Comparison of the red blood cell Ca2(+)-ATPase in ghost membranes and after purification.

作者信息

Kosk-Kosicka D

机构信息

University of Maryland, School of Medicine, Department of Biological Chemistry, Baltimore 21201.

出版信息

Mol Cell Biochem. 1990 Dec 20;99(2):75-81. doi: 10.1007/BF00230336.

Abstract

We have compared properties of the red blood cell Ca2(+)-ATPase in two types of preparations: red cell membrane ghosts (enzyme in unfractionated membranes) and after purification (detergent-soluble enzyme). The Ca2(+)-ATPase activity was studied with respect to its requirement for: calmodulin, calcium, magnesium, monovalent cations, ionic strength, pH, and temperature. Sensitivity of the Ca2(+)-ATPase activity in the two preparations to anticalmodulin drugs and to engineered calmodulins with amino acid substitutions was determined. Finally, stoichiometry of the formation of phosphorylated enzyme intermediate (EP) and titrations of the ATP binding region with fluorescein 5'-isothiocyanate (FITC) were characterized. For the first time a high phosphorylation level of 2.0-2.4 mmol EP/mg of purified enzyme is reported. The two enzyme preparations have been found to be very similar with respect to the dependency of all the regulating factors described here.
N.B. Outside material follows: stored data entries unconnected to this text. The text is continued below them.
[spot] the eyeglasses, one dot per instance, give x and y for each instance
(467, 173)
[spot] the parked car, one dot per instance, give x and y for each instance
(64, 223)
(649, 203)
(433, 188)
These results complement findings reported from various laboratories on the similarity of other kinetic properties as well as the similarity of modulation of the Ca2(+)-ATPase activity by phospholipids and proteolysis in the membraneous and purified enzyme. Thus, the purified detergent-soluble enzyme is very well suited for kinetic characterization of the red cell Ca2(+)-ATPase.

摘要

我们比较了两种制剂中红细胞Ca2(+)-ATP酶的特性:红细胞膜空壳(未分级膜中的酶)和纯化后(去污剂可溶酶)的制剂。针对其对钙调蛋白、钙、镁、单价阳离子、离子强度、pH值和温度的需求,研究了Ca2(+)-ATP酶活性。测定了两种制剂中Ca2(+)-ATP酶活性对抗钙调蛋白药物和具有氨基酸取代的工程钙调蛋白的敏感性。最后,对磷酸化酶中间体(EP)形成的化学计量关系以及用异硫氰酸荧光素5'-异硫氰酸盐(FITC)对ATP结合区域的滴定进行了表征。首次报道了纯化酶的高磷酸化水平为2.0 - 2.4 mmol EP/mg。已发现这两种酶制剂在本文所述的所有调节因子的依赖性方面非常相似。这些结果补充了各个实验室报道的关于其他动力学特性的相似性以及膜结合酶和纯化酶中磷脂和蛋白水解对Ca2(+)-ATP酶活性调节的相似性的研究结果。因此,纯化的去污剂可溶酶非常适合用于红细胞Ca2(+)-ATP酶的动力学表征。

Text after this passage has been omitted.